Let us call this procedure. We randomly choose two points and provide them as input parameters for source and target, followed by direction, and the last placeholder is for the output of the procedure.
CALL POKEC.GS_SP_LENGTH(8414, 743803, 'OUTGOING', ?); CALL POKEC.GS_SP_LENGTH(8414, 743803, 'INCOMING', ?); CALL POKEC.GS_SP_LENGTH(8414, 743803, 'ANY', ?);
We notice that it takes merely 1ms, 2ms, and 2ms respectively, to find a path between two points for different direction parameters in a network of 30 million edges!
1000 Sequential calls
Next, let us see how the function performs for different hop distances. For this, we choose 1000 random pairs of source and target vertices and store them in a table. Afterwards, we use an SAP HANA SQLScript procedure to loop over these table entries and call the shortest path procedure sequentially. You can check out the complete code on our github page.
1000 Parallel Calls
Lastly, let us look at an even faster way to run 1000 calls. SAP HANA SQLScript provides an operator called MAP_MERGE which replaces sequential-for loops with parallelization. Executing such a call only took ~180ms, i.e. 0.18ms per query if we compare bluntly. This performance is unparalleled.
In conclusion, in this blog post we understood the Shortest Path problem, walked over a simple SAP HANA Graph Shortest Path implementation and measured its performance on SAP HANA Cloud. For more detailed information on various graph algorithms that can be performed with a single line of code, check out the SAP HANA Cloud Graph Documentation.
If we have aroused your interest in SAP HANA Graph, also check out the Devtoberfest video series or our github repository to learn about other graph examples. If you try out our examples, we would like to hear your thoughts in the comments section below. We will keep adding more examples to our github repository and add a comment here, so please click the ‘Follow’ button to be updated. In case you have questions about SAP HANA Graph or SAP HANA in general, you can ask them at SAP Community page for SAP HANA.
Do you know if its possible to integrate this idea with the Transportation module to define the best route to a customer and to define the freight conditions?

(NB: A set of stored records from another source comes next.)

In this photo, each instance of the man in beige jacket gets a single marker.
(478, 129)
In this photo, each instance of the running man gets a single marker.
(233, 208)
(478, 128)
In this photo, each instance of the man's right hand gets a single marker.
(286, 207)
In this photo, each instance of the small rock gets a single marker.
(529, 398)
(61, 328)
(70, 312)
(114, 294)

technically, it is for sure possible to leverage HANA's graph features in context of a transportation solution. You can either use HANA natively on top of the transportation tables and expose a read-only custom UI to calculate and analyze routes. For a more tight integration into an ABAP application, you can use ABAP managed database procedures (AMDP) to call graph procedures from an ABAP program. In both cases, it is a technical integration on the database level.